Reunidos hoje aqui, junto dos túmulos dos Mártires de Otranto, meditemos nas palavras da liturgia, que proclamam a glória e o poder deles no Reino de Deus: "Governarão as nações, terão poder sobre os povos e o Senhor reinará para sempre sobre eles". Portanto em união com estes Mártires, nós apresentamos ao Deus único, ao Deus Vivo, ao Pai de todos os homens, os problemas da paz no Próximo Oriente e também o problema, que tanto nos é caro, da aproximação e do verdadeiro diálogo com aqueles a quem nos une — não obstante as diferenças — a fé num só Deus, a fé herdada de Abraão. O espírito de unidade, de respeito recíproco e de entendimento mostre-se mais vigoroso do que aquele que divide e contrapõe.

O Líbano, a Palestina, o Egipto, a Península árabe e a Mesopotâmia de há milénios que alimentaram as raízes de tradições sagradas para cada um dos três grupos religiosos; lá ainda, durante séculos, conviveram nos mesmos territórios comunidades cristãs, judaicas e islâmicas; naquelas regiões, a Igreja Católica ufana-se de comunidades insignes por antiguidade de história, vitalidade, variedade de ritos e próprias características espirituais.

Domina sobranceira a todo este mundo, como centro ideal, um escrínio precioso que retém os tesouros das memórias mais venerandas, e é ela mesma o primeiro destes tesouros, a Cidade Santa, Jerusalém, hoje objecto de uma disputa que parece sem solução, amanhã — se se quiser — amanhã encruzilhada de reconciliação e de paz.

Sim, nós pedimos que Jerusalém — em vez de ser como hoje é, objecto de contestação e divisão — se torne o ponto de encontro, para o qual continuem a volver-se os olhos dos Cristãos, dos Judeus e dos Muçulmanos, como para próprio lar comum; à volta do qual eles se sintam irmãos, nenhum superior, nenhum devedor aos outros; para o qual voltem a dirigir os seus passos os peregrinos, seguidores de Cristo, ou fiéis da lei mosaica, ou membros da comunidade do Islão.

7. E agora o nosso pensamento dirige-se uma vez mais para a Liturgia dos Mártires.
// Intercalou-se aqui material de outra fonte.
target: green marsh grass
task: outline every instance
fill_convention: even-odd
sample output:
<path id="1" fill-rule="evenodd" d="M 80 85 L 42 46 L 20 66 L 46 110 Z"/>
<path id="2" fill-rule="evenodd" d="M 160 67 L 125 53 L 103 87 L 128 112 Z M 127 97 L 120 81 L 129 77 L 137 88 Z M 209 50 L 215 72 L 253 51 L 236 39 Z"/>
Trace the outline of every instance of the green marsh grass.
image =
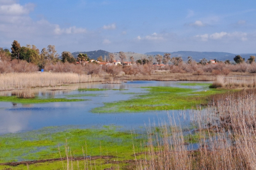
<path id="1" fill-rule="evenodd" d="M 56 159 L 65 155 L 65 146 L 76 157 L 83 155 L 82 147 L 87 147 L 90 156 L 112 155 L 124 160 L 132 159 L 133 147 L 141 152 L 145 136 L 119 131 L 115 127 L 99 129 L 68 129 L 54 127 L 0 136 L 0 162 Z M 67 143 L 65 143 L 67 139 Z"/>
<path id="2" fill-rule="evenodd" d="M 105 103 L 104 106 L 94 108 L 92 111 L 118 113 L 196 108 L 197 105 L 206 104 L 211 96 L 228 91 L 209 89 L 195 92 L 195 89 L 172 87 L 148 87 L 143 89 L 148 92 L 127 101 Z"/>
<path id="3" fill-rule="evenodd" d="M 85 99 L 65 99 L 65 98 L 49 98 L 49 99 L 40 99 L 35 97 L 33 99 L 20 99 L 17 96 L 0 96 L 0 102 L 12 102 L 15 103 L 22 104 L 36 104 L 36 103 L 45 103 L 52 102 L 77 102 L 84 101 Z"/>
<path id="4" fill-rule="evenodd" d="M 106 90 L 127 90 L 127 89 L 79 89 L 79 92 L 98 92 L 98 91 L 106 91 Z"/>
<path id="5" fill-rule="evenodd" d="M 186 86 L 203 86 L 203 87 L 209 87 L 212 83 L 179 83 L 181 85 Z"/>

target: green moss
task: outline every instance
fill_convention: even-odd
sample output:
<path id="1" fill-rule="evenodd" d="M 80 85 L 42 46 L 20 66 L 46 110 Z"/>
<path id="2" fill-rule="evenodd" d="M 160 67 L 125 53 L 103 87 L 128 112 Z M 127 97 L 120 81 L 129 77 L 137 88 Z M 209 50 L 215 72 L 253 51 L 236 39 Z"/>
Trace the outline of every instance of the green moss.
<path id="1" fill-rule="evenodd" d="M 65 95 L 67 97 L 96 97 L 99 96 L 99 94 L 70 94 Z"/>
<path id="2" fill-rule="evenodd" d="M 184 110 L 205 104 L 209 97 L 228 90 L 209 89 L 195 92 L 194 89 L 172 87 L 148 87 L 148 93 L 136 98 L 114 103 L 105 103 L 104 106 L 94 108 L 93 113 L 136 112 L 150 110 Z"/>
<path id="3" fill-rule="evenodd" d="M 40 99 L 36 97 L 34 99 L 20 99 L 17 96 L 0 96 L 0 102 L 13 102 L 22 104 L 34 104 L 34 103 L 44 103 L 51 102 L 75 102 L 83 101 L 84 99 L 68 99 L 65 98 L 49 98 Z"/>
<path id="4" fill-rule="evenodd" d="M 106 90 L 127 90 L 127 89 L 78 89 L 78 91 L 80 92 L 86 92 L 86 91 L 92 91 L 92 92 L 97 92 L 97 91 L 106 91 Z"/>
<path id="5" fill-rule="evenodd" d="M 185 136 L 184 138 L 184 141 L 186 143 L 198 143 L 201 139 L 204 139 L 205 138 L 205 136 L 196 132 L 195 134 L 189 134 L 188 135 Z"/>
<path id="6" fill-rule="evenodd" d="M 145 140 L 143 135 L 118 131 L 114 126 L 51 132 L 54 130 L 44 129 L 0 136 L 0 162 L 59 158 L 58 146 L 65 157 L 66 145 L 77 157 L 83 156 L 83 147 L 87 155 L 113 155 L 128 160 L 132 159 L 133 144 L 134 151 L 140 152 L 140 144 Z"/>

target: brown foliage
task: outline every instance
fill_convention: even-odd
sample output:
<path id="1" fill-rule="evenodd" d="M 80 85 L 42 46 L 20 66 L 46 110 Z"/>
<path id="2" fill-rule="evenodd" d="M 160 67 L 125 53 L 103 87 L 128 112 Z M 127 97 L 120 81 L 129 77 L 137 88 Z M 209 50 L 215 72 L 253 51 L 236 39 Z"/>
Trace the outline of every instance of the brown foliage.
<path id="1" fill-rule="evenodd" d="M 13 60 L 0 62 L 0 73 L 32 73 L 38 71 L 38 67 L 25 60 Z"/>

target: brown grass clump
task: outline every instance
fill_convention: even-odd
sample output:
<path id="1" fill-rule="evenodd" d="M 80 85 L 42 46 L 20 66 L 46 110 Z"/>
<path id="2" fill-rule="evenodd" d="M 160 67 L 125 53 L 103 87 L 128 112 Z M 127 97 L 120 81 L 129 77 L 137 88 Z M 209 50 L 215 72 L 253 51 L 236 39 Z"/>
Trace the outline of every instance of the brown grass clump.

Olhamos com os olhos do autor do Apocalipse e vemos no grande cemitério de Otranto e, ao mesmo tempo, na perspectiva da eterna Jerusalém... vemos: "debaixo do altar as almas dos que foram mortos por causa da palavra de Deus e por causa do testemunho que deram... Deram a cada um deles uma veste branca e foi-lhes dito que repousassem ainda algum tempo, até se completar o número dos seus companheiros e dos seus irmãos" (Apoc 6, 9.11).